In short, the messy sausage-making of getting people to agree on stuff and making the House and Senate versions match is finally done. Congress is expected to vote on, and to pass, the legislation in the very near future, after which it will go to the President’s desk and be signed into law.

The exception in the 1998 Act, and all its subsequent extensions, is for entities that imposed a tax before it became officially illegal to do so. Anyone who got in under the wire on or before Sept. 30, 1998, was grandfathered in and allowed to keep charging whatever they already were. Initially there were 13 states who cleared that deadline and levied a tax, however, as of October only seven remain: Hawaii, New Mexico, North Dakota, Ohio, South Dakota, Texas, and Wisconsin. Under the new law, those states will have a little more than four years to phase out their existing tax.

Although the new law, when eventually signed, pretty much just represents a continuation of the status quo, at least one group is deeply unhappy about it. RILA, a trade association that represents (i.e. lobbies for the interests of) hundreds of major retailers (PDF list), expressed deep dismay about the Act in a statement, saying, “the move robs Main Street retailers, the backbone of local economies, of the logical companion to bipartisan legislation to level the sales tax playing field.”

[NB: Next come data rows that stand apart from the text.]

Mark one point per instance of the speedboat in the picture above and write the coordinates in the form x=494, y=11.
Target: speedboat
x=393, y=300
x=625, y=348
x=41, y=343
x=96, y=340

Their grievance, however, is related to a separate taxation issue: the labyrinth of rules governing which online retailers have to charge sales tax for goods bought online, and where, and when, and who they are levied against. Though that particular tangle had for many years been a point of contention stalling any passage of the PITFA, it was eventually dropped and is not included in the current package… which leaves a whole new pile of taxes for Congress to keep fighting about next year and beyond.